Габриель склонился в поклоне.
– Как Вам будет угодно, Ваша светлость.
За что Серсея его и любила ― Габриель не задавал лишних вопросов, не лез к ней в душу. Он просто делал то, что она велела, и если бы Серсея приказала, например, сбросить Себастьяна со скалы, Габриель бы, не моргнув, уточнил, с какой именно скалы это сделать.
***
– … Габриель позже сообщит, где она похоронена. Возможно, ты или Ришар…
Серсея оперлась на стол, прижав руку к животу и чувствуя, как кружится голова. Озвученная мысль вылилась бы в интересное и полезное размышление, если бы не жгучая потребность поскорее уложить обессилевшее тело на подушки. Последняя новость выбила её из колеи, она даже не подумала про это… а сейчас всё так кончилось.
Екатерина какое-то время смотрела на дочь пустым, безэмоциональным взглядом, словно не понимая, о чём та говорит, а потом покачала головой и отвернулась.
– Нет. Никогда не говори мне, где её похоронили. И тебе это не стоит знать.
– Я хочу это знать, ― неожиданно твёрдо возразил Нострадамус. Екатерина с сомнением глянула на Нострадамуса и покачала головой, но Серсея неожиданно поддержала мужа.
– Хорошо, я попрошу Габриеля мне сообщить, ― мягко согласилась она. Принцесса стояла, облокотившись на письменный стол супруга и по-особенному сложив руку. Одну она положила на живот почти полностью, а второй держалась за талию, так, что большой палец лежал на пояснице, второй ― на животе, а ладони соприкасались. В последнее время это было её любимым вертикальным положением.
– Что там с Франциском? ― спросила Екатерина, отворачиваясь от окна, в которое смотрела неоправданно долго. ― Он уехал?
Серсея кивнула. Франциск с Лолой уехали практически на следующий день после того, как Нострадамус ― Серсея до сих пор не была уверена, правильно ли поступала, играя роль сводни, но и брат выглядел счастливым, когда уезжал с Лолой. Возможно, она приняла правильное решение и в будущем не пожалеет об этом. Пока никто не знал об этом, кроме Нострадамуса. Возможно, это будет ещё одна тайна, которую они разделят на двоих.
Ребёнок снова толкнул её, и Серсея выдохнула. Повитухи научили так делать ― на каждый толчок отвечать резким выдохом, чтобы было не так больно. Нострадамус обеспокоенно подался к ней и положил руку на талию, стараясь поддержать. Он больше не мучал её всевозможными рисками беременности, не навязывал постельный режим, просто старался как-то поддержать жену хоть в чём-то.
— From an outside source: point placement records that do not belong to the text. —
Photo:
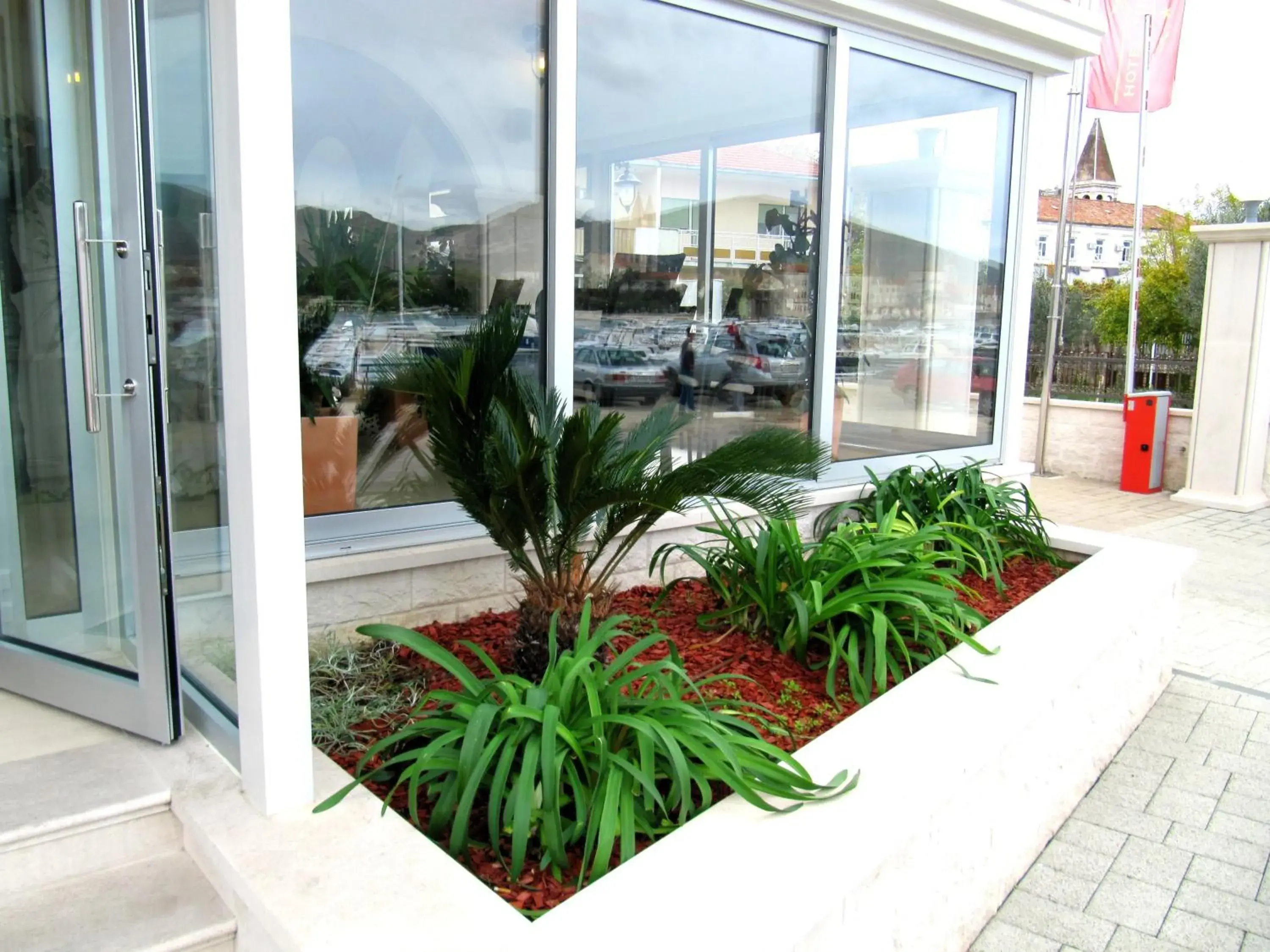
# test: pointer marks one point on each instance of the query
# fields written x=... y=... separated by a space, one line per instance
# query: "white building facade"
x=1100 y=234
x=224 y=220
– С тобой всё хорошо? ― спросила Екатерина, с радостью переключая внимание с мыслей о погибшей дочери на живую. ― Как себя вообще чувствуешь?
– Довольно неплохо, ― правдиво ответила Серсея. До «прекрасно» её состояние было далеко, но она не теряла сознание на каждом шагу, что уже было хорошо. Нострадамус погладил её по руке, от плеча до локтя, и Екатерина внезапно сообщила, что ей надо идти ― родственники привезли вести из Рима. Серсея подозревала, что во время столь болезненной ситуации, Екатерина не могла находиться рядом с ней и Нострадамусом. Прорицатель заботился о своей беременной жене, был ласков и аккуратен, и смотря на всё это, королева вспоминала о том, что Генрих никогда не был так же ласков с нею, даже когда Екатерина носила их ребенка. В Нострадамусе было намного больше любви, чем когда-либо было в короле Франции.
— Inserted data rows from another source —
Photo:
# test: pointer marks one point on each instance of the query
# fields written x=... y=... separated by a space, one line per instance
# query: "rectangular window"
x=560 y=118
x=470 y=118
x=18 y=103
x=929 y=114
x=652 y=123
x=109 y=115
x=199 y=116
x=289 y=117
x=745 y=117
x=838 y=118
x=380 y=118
Серсея не могла винить мать за желание держать дистанцию, кроме того, это было в натуре Екатерины Медичи ― отдаляться от всех немного, чтобы справиться в одиночку. Поэтому Серсея на прощание лишь кивнула, подставила щёку под тёплые материнские губы и спокойно смотрела, как королева уходит.
Ребёнок снова толкнулся. Серсея выдохнула и, с поддержкой супруга, дошла до кровати, аккуратно сев на неё.
– Больно? ― спросил он, присаживаясь на корточки перед принцессой и накрывая большой тёплой ладонью её живот.
– Нет. Ха, ― усмехнулась Серсея, поглаживая живот.
– Что? ― с легкой улыбкой спросил Нострадамус, прикасаясь к животу жены лёгким поцелуем.
– Он толкается, ― сообщила она с широкой улыбкой. ― Поразительно, я так долго этого ждала.
Ребёнок был неактивен, и редко радовал мать доказательством своего присутствия. Чаще всего это были весьма болезненные доказательства, но приходились весьма кстати, когда Серсее требовалось разыграть какой-нибудь приступ. Но чтобы просто так толкнуться – это сын проделывал нечасто. И это никогда не происходило в присутствии Нострадамуса, что тоже не радовало Серсею, поэтому она не спешила рассказывать об этом.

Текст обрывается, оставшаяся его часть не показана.